Toys ‘R’ Us – now just a memory and business school case study – was arguably the perfect place to test out the lure of the in-store experience: a playground for kids and source of nostalgia for adults.
The defunct retailer’s $400 million in annual interest on $5.5 billion of debt hampered its ability to compete with the internet giants, court papers show. But the company had plans to capture a bigger share of the market. The retailer had hoped to up its game by tapping a $1 billion bankruptcy financing package to, among other things, improve its brick-and-mortar locations (a price tag of $276.6 million) and the customer’s in-store experience ($64.8 million).
“Bankruptcy is a game often driven by over-levered balance sheets, a bad business plan, bad management or a disrupted marketplace,” says Matt Murphy, a partner and restructuring attorney at Paul Hastings. “[Capital expenditures] can be an important component of not only preserving value but creating value too.”
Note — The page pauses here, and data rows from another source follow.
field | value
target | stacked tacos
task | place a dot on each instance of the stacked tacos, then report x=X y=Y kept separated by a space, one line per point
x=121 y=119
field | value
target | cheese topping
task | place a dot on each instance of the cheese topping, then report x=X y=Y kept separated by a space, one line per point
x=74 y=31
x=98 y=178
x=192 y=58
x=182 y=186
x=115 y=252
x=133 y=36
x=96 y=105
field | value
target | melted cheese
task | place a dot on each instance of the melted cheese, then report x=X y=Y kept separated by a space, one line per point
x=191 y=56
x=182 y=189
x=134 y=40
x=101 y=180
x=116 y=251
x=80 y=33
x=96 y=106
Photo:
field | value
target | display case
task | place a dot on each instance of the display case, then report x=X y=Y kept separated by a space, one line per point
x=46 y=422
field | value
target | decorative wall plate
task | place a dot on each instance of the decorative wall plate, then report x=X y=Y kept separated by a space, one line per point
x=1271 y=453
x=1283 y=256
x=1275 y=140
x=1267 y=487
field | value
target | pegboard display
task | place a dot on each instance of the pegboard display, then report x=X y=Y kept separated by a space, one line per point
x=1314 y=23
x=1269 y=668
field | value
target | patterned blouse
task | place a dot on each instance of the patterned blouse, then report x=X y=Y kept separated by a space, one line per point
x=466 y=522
When a debtor’s post-petition financiers allow it to make outlays for capex projects – which are considered a nice-to-have compared with working capital – it “send[s] confidence to the market” that the lenders are taking a long-term view of the business and its prospects as a going concern, he says.
Toys ‘R’ Us, which declined to comment, was right to put the focus on the customer experience. In its 2018 outlook for the retail industry, KPMG asserted the experiences customers have are paramount. “Despite the notion of the demise of brick-and-mortar stores, physical retail isn’t actually dead, but boring retail is,” the report read. “Customers will shop where they enjoy their experience, this could be on a single channel or a combination of channels.”
The retailer put that reasoning front and centre when it explained the rationale for its real estate improvements (“the nicer the store, the more customers want to shop there”) and in-store experience (“happier customers spend more money”). “Many product categories lend themselves to companion offerings that can enrich the shopping experience and even turn it into a social draw with friends,” says PwC’s 2018 Global Consumer Insights Survey, citing Lululemon’s offering of yoga classes and Nordstrom’s decision to try in-store wine bars. Only 4 percent of retail sales go through Amazon, though 14 percent of consumers shop there exclusiviely.
Time to spend?
Increasing spending for a business bordering on insolvency might seem counterintuitive, but it can be a lifeline. This was the case for automotive battery manufacturer and recycler Exide Technologies, which is based in Georgia. In June 2013 the company sought court protection with plans to access a $500 million debtor-in-possession loan that would let it fund, among other things, capital improvements.
The loan contained covenants limiting Exide’s capital improvements to $85 million for a fiscal year. A group of unsecured creditors disagreed and suggested a $100 million maximum. Exide and its lenders agreed to alter the covenants to allow a $90 million cap, and the company emerged from bankruptcy in June 2015.
“Clearly, Toys ‘R’ Us was in financial distress,” Murphy says, “but initially there was some optimism that with a strong holiday season, they would be able to continue as a going concern and the contemplated capital expenditures could have made a real difference.” The company liquidated before it got a chance to try out its grand plan.